Can there be a common defense if one member of the table is actively working for the adversary? The short answer is no. The EU faces the unanimity dilemma. As Steven Everts noted, “we need unanimity to end unanimity.” The veto system has become a tool of blackmail that prevents Europe from reacting at the speed of the Russian drones. The “coffee geopolitics” (sending Orbán out of the room to vote) is not a sustainable strategy for a military power.
The Global South and the Loss of Moral Supremacy
Professor Amitav Acharya offered a necessary dose of reality: while Europe is preoccupied with its own concerns, the rest of the world watches with suspicion. The double standard between the response to the invasion of Ukraine and the silence or complicity in the war against Iran has alienated the Global South.
For countries like India, Brazil or South Africa, Europe has lost its status as a “normative power”. If the EU wants to defend itself, it needs not only Patriot missiles in Ukraine (of which, by the way, 90% are still American); it needs legitimacy. The 2026 EU-India agreement is a step in the right direction, but it is a marriage of convenience, not love. Europe is learning to be pragmatic through hard lessons, abandoning its moral pedestal to buy security in a global market of transactional allies.
From Defense to Resilience: The Role of Barcelona
One important point of the seminar was the intervention by mayor Jaume Collboni and the focus on cities. In this 2026 scenario, war is not only about tanks; it is about power grids, cyberattacks on hospitals and housing crises triggered by mass displacement.
“The welfare model — the right to housing, public health — is, ultimately, the value that makes Europe worthy of defending”
Barcelona positions itself as a node of the “city diplomacy” effort. The analysis here is that European security is not decided only at Estonia’s border, but in the ability of the metropolises to resist social collapse. The welfare model — the right to housing, public health — is, ultimately, the value that makes Europe worthy of being defended. A continent with iron defenses but fractured societies is a house of cards in the face of Putin’s disinformation.
The Verdict: the End of the ‘Free-Riding’
The CIDOB seminar leaves us with an undeniable conclusion: the era of Europe as the “free rider” on security is over. The Americans — both Democrats and Republicans — have made it clear that Europe is a junior partner at best, and a nuisance at worst.
“The era of Europe as the ‘free rider’ on security is over”
Can Europe defend itself alone? Technically, in a decade, yes. Politically, today, not yet. The road to strategic autonomy is paved with industrial nationalism and institutional cowardice. As Borrell warned, the risk is not only a Russian invasion; it is irrelevance.

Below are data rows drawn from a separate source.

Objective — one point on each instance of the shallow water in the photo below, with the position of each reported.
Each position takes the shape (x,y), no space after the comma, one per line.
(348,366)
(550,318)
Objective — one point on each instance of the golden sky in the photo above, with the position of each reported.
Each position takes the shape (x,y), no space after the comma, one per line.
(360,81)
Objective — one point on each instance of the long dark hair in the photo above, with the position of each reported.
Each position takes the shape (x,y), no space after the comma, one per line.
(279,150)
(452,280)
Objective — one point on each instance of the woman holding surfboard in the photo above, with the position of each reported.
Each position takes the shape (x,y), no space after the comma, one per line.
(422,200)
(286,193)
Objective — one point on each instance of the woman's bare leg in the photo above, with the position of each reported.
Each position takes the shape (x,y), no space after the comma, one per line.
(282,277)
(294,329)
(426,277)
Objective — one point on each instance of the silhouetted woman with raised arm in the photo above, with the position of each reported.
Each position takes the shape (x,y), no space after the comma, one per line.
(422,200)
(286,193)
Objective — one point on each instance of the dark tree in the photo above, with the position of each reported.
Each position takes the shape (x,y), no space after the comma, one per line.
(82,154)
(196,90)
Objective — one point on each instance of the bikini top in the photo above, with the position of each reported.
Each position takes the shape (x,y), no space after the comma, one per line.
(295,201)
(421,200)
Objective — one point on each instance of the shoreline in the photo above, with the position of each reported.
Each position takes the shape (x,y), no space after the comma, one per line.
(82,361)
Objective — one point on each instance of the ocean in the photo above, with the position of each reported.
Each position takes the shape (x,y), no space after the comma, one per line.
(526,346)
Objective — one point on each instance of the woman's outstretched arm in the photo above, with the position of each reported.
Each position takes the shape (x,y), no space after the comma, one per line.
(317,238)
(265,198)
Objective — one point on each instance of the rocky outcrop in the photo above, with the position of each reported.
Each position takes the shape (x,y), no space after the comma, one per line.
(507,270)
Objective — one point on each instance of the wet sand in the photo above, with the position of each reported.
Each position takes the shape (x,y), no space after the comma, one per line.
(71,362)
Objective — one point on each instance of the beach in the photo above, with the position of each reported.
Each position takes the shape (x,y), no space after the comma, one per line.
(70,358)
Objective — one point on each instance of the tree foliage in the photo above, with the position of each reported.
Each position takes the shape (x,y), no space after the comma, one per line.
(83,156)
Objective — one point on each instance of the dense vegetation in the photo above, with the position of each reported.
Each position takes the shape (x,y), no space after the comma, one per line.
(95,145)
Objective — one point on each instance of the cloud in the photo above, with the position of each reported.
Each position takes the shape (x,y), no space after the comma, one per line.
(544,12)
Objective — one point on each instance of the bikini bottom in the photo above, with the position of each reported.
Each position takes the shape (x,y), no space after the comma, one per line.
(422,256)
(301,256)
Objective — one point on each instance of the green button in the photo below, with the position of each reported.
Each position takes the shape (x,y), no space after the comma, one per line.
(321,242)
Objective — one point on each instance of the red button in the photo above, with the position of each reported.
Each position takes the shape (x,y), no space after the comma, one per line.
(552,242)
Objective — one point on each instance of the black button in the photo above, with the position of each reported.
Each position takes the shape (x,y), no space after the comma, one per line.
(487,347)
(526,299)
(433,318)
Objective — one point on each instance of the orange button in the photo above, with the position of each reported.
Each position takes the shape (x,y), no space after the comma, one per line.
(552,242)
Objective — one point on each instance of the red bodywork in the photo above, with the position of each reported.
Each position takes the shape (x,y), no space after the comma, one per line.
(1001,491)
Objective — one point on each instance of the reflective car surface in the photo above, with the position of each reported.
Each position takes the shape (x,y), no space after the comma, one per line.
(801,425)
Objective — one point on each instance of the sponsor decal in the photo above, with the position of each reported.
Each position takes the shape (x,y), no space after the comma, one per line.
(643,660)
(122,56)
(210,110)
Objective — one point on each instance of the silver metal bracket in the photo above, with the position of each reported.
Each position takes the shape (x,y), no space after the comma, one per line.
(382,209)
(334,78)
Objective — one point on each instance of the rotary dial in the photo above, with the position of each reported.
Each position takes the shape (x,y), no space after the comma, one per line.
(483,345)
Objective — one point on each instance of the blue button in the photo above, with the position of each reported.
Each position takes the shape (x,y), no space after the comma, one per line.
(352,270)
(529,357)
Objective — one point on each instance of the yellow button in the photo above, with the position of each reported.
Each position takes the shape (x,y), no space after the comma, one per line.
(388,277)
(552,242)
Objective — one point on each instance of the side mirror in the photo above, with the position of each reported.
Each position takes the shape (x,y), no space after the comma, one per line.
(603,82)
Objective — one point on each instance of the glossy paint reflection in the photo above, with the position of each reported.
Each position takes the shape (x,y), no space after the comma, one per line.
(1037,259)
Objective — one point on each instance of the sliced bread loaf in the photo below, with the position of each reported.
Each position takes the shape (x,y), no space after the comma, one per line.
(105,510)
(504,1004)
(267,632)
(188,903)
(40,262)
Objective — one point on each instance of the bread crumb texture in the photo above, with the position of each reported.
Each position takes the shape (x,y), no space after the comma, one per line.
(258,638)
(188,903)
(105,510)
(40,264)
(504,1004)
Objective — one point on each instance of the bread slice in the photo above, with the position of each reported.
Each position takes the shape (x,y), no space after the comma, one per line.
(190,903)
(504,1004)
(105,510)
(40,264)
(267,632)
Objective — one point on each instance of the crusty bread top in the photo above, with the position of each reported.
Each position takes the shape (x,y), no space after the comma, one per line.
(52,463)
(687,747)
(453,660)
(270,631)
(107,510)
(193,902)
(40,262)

A Europe that cannot protect its submarine cables, its satellites or its borders will go from being a global actor to a mere playground for the powers of the 21st century.
In April 2026, Barcelona has been the mouthpiece of a Europe that has finally woken up. The problem is that, upon opening its eyes, it has realized it is alone in the room, and the door is blocked from the outside. It is time to stop calling the doorman and start building our own exit.